Tischtennis
Schafft Titelverteidiger Hostert/Folschette die Wende?
Am vergangenen Sonntag musste Hostert/Folschette im Final-Hinspiel der National TT League eine überraschend klare 2:6-Niederlage beim DT Howald hinnehmen. Vor eigenem Publikum benötigt der amtierende Meister jetzt unbedingt einen Sieg, um seinen Titel im anschließenden „Golden Match“ verteidigen zu können. Es wäre der fünfte Titel und der dritte Doublé-Gewinn in Folge für die Mannschaft um den Ranglistenersten Gleb Shamruk.

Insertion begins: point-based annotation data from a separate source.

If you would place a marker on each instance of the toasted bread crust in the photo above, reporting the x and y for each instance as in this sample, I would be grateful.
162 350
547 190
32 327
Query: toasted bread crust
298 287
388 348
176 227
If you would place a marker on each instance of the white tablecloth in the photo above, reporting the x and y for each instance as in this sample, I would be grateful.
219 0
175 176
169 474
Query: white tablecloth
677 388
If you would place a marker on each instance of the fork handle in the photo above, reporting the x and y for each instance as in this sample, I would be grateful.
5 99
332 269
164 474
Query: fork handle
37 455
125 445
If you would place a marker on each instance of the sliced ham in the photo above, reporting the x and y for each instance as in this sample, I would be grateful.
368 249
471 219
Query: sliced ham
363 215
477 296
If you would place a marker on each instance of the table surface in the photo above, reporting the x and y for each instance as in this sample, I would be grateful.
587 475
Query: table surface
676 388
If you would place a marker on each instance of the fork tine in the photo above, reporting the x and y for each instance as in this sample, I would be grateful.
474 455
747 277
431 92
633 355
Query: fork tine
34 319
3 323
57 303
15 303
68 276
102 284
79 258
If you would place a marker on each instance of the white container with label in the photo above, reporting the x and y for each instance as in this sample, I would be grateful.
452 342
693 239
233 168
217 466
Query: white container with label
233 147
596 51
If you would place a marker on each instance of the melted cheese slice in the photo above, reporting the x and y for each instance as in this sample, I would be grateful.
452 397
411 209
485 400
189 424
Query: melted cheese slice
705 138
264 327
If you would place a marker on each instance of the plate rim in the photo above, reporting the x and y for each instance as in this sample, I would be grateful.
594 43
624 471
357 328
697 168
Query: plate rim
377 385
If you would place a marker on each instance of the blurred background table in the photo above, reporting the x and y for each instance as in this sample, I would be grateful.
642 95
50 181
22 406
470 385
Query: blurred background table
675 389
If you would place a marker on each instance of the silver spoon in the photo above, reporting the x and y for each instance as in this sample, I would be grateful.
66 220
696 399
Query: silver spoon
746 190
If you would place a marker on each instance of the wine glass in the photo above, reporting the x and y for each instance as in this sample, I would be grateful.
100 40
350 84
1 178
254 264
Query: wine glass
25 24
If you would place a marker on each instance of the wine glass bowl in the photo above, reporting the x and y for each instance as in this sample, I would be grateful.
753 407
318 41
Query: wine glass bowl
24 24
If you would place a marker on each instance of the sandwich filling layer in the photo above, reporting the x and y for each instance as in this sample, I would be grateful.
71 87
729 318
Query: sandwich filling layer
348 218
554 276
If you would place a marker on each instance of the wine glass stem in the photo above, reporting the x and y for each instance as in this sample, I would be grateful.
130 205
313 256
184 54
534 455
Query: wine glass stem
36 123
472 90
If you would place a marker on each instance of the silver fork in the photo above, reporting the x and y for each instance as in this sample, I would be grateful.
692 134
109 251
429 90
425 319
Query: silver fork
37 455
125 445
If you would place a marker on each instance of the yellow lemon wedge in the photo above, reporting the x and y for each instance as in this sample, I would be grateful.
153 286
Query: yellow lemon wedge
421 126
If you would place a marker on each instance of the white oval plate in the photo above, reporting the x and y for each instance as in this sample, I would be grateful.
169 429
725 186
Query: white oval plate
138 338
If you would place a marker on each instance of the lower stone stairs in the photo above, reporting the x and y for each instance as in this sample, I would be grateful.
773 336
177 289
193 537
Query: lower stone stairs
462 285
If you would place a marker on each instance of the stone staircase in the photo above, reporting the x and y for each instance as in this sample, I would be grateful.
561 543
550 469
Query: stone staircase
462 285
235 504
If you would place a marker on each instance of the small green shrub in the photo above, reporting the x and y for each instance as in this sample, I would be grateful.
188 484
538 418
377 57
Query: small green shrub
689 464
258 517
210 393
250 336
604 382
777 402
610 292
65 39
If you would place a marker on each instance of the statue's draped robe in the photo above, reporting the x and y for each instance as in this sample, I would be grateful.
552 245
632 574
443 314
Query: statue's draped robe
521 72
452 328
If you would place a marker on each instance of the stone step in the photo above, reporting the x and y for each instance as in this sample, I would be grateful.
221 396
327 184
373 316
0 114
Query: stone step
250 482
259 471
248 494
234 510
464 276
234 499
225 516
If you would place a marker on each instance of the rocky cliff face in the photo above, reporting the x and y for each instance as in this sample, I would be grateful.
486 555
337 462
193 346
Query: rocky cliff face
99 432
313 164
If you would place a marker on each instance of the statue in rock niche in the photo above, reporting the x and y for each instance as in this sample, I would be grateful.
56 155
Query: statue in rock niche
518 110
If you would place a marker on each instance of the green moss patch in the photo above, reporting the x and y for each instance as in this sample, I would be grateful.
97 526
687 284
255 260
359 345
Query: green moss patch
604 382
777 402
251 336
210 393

Leo Vekic und Howald wollen den Serienmeister ins Wanken bringen Foto: Editpress/Fernand Konnen
Der Punktelieferant aufseiten des Titelfavoriten war am vergangenen Sonntag leer ausgegangen und hatte die Überlegenheit der Howalder Leo Vekic und Benjamin Rogiers anerkennen müssen. Um die Wende zu schaffen, müssen sich auch Shamruks Mitstreiter Irfan Cekic und Kevin Kubica, die im hinteren Paarkreuz leer ausgegangen waren, deutlich steigern. Auf dem „Holleschbierg“ hatte einzig Neuzugang Jan Zibrat mit seinen Siegen gegen Rogiers und Vekic überzeugen können. „Meiner Meinung nach sind wir nicht als Favoriten in das Hinspiel gegangen, wo vieles zusammengekommen ist. So habe ich in beiden Spielen mit 2:0 geführt und trotzdem verloren, doch das gehört eben zum Sport dazu. Wir spielen am Sonntag zu Hause und werden alles dafür geben, das „Golden Match“ zu erzwingen, in dem wieder alles wieder offen ist“, gibt sich Irfan Cekic, die ehemalige Nummer eins des DT Howald, kämpferisch.
Als zusätzliche Motivation wird sich der Serienmeister gerne an das epische Finale vor zwei Jahren gegen Berburg erinnern. Damals hatte Hostert/Folschette das Hinspiel in Berburg ebenfalls verloren (3:6). Einen dramatischen Verlauf sollte dann das Rückspiel nehmen, wo neun von zehn Begegnungen über die volle Distanz gingen. Der Gastgeber konnte das Remis, das den Premieren-Titel für Berburg bedeutet hätte, „in extremis“ vermeiden und sich mit einem 6:4-Sieg ins „Golden Match“ retten. Nach einem fünfstündigen Thriller hatte Hostert/Folschette auch dort, mit 3:2, das bessere Ende für sich und konnte das erste Double der Vereinsgeschichte feiern.